Victime plusieurs fois de cette pratique, « kout pitit » , des hommes demandent que la justice intervient dans ces cas et protège les victimes, « nous en avons marre de cette pratique, si c’était nous qui avaient fait ça les organisations des droits des femmes demanderaient justice. Nous les hommes, ont nous laisse seul, et personne ne prend notre défense. Nous demandons justice », déclare un homme désirant rester dans l’anonymat.
D’un autre côté, une infirmière qualifie de crime cet acte, cependant elle déclare que les coupables ne sont pas aussi à l’aise comme certains le pense. « Elles peuvent même  se suicider si nous les professionnels de santé ne leurs remontaient pas le moral. Les coupables vivent dans la honte en présence de leurs conjoints. C’est vrai, elles ont mal agit, mais personne ne doit souhaiter leur mort parce qu’elles souffrent beaucoup de leurs actes », martèle la professionnelle de santé.

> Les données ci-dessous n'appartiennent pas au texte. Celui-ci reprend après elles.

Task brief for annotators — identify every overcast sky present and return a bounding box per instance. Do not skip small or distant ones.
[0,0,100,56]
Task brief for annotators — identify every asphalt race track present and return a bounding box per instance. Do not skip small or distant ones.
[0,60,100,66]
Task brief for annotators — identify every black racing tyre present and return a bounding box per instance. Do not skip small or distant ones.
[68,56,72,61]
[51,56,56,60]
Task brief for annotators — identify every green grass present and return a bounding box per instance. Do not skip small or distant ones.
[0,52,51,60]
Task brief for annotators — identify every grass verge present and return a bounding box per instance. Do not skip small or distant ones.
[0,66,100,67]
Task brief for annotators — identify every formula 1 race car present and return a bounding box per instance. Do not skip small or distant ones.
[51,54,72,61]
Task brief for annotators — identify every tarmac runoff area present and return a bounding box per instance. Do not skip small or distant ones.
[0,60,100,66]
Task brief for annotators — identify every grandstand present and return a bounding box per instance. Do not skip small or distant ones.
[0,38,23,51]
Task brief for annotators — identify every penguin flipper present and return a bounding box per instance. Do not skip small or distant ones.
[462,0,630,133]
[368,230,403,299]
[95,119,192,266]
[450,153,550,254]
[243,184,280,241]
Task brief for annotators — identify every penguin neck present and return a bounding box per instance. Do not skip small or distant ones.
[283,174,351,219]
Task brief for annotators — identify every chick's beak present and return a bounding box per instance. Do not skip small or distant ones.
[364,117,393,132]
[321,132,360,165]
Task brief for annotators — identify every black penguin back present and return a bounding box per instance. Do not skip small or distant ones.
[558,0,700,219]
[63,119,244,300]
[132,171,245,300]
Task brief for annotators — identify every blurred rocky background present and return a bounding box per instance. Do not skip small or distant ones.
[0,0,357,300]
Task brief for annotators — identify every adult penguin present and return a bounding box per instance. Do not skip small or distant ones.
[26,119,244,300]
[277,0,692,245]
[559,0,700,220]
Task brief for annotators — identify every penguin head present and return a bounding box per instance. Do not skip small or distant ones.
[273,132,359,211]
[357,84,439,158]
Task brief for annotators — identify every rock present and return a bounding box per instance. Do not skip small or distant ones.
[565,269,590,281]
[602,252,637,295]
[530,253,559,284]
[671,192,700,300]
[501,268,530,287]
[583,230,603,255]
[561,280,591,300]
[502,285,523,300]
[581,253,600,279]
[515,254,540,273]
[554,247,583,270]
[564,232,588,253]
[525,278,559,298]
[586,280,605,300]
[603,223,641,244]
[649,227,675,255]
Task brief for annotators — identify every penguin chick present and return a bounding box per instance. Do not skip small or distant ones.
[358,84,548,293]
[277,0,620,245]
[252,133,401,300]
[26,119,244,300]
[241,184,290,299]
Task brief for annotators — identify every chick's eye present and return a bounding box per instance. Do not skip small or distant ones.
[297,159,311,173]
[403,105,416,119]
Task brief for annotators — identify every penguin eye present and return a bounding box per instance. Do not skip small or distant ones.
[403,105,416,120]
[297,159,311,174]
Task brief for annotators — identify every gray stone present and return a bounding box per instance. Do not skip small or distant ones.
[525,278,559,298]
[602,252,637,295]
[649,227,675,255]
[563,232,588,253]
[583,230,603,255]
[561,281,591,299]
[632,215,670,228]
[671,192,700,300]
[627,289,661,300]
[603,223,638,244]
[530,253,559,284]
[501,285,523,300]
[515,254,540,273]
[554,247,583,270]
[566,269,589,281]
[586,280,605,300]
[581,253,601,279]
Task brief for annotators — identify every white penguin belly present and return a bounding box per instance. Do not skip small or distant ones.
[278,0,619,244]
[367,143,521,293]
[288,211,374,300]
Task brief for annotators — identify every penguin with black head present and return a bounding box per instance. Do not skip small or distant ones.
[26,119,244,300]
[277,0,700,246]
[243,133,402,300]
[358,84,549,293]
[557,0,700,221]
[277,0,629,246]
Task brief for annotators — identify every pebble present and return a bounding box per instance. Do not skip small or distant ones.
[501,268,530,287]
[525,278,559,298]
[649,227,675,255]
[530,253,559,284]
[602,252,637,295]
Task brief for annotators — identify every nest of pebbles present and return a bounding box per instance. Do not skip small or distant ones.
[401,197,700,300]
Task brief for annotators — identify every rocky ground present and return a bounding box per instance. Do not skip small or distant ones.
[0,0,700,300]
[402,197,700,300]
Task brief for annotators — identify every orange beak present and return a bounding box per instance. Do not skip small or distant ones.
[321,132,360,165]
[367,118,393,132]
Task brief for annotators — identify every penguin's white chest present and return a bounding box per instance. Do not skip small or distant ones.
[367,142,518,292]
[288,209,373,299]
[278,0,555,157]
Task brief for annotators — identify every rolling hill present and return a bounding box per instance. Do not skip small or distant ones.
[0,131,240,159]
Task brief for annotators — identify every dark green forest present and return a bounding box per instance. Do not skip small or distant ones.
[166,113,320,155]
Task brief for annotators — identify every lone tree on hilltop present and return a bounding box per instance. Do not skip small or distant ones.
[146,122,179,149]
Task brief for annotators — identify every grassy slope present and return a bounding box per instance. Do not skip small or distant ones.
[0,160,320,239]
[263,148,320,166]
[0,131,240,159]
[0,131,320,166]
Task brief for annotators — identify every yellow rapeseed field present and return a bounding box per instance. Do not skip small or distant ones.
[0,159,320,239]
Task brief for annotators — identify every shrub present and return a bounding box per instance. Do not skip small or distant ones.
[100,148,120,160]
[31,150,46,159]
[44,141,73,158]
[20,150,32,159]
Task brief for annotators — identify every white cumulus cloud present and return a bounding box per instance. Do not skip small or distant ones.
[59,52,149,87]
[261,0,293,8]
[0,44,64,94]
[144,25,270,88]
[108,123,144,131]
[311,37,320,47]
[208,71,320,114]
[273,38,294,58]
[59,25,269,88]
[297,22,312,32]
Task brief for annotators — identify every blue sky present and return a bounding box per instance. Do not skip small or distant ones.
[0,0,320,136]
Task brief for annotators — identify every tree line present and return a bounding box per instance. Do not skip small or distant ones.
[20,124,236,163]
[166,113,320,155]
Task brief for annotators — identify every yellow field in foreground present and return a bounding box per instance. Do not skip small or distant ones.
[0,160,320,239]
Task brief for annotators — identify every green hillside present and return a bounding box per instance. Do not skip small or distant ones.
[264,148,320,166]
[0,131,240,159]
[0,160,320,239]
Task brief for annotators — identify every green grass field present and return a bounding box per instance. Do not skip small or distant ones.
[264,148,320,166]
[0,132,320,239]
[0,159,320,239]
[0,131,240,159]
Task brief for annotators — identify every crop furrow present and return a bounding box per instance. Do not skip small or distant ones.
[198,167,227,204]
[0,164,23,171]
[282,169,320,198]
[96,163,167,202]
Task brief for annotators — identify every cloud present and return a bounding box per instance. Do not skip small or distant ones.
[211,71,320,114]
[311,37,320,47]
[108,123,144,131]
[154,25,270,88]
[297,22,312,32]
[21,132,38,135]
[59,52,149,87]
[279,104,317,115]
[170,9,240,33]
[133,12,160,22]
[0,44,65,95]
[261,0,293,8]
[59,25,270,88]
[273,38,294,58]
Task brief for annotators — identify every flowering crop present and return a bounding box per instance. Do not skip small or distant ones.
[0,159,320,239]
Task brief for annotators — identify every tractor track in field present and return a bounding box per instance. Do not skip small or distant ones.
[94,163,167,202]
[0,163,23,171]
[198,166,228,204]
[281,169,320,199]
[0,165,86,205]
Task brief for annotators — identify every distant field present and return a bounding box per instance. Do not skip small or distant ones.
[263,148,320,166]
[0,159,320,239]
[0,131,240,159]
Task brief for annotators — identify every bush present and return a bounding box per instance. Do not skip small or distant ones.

Cependant, certains hommes conscients que la paternité de l’enfant n’est pas leur, ils estiment que le mariage et l’amour qu’ils ont pour leurs femmes surpassent tout, et c’est ça qui compte. C’est le cas d’un couple allemand qui était sur le point de divorcer en 2003, où la femme a arrêté  le processus de divorce en 2005 et cette même année, elle a mit au monde des jumeaux d’un homme africain qu’elle fréquentait pendant le processus de son divorce. Refusé d’avoir exil sur sol allemand, le nigérien s’installe en Espagne. La femme se remet avec son mari. Dans ce cas là, le mari sait que les nouveaux nés ne sont pas de lui, mais préfère se remettre ensemble puisqu’ils ont déjà eu trois enfants. Lisez cet article sur ce site https://journals.openedition.org/revdh/3592.

Est-ce qu’un jour ce sujet fera grand débat dans l’opinion mondiale comme celui de l’actualité politique ? Nulle ne sait. Soulignons que même sur les réseaux sociaux beaucoup d’hommes se positionnent sur ce sujet, et ils réclament justice par tous les moyens, certains crient même vengeance.

Nb : Nous décourageons toutes vengeances violentes, si ce n’est  juridique. La violence ne résout pas tous les problèmes.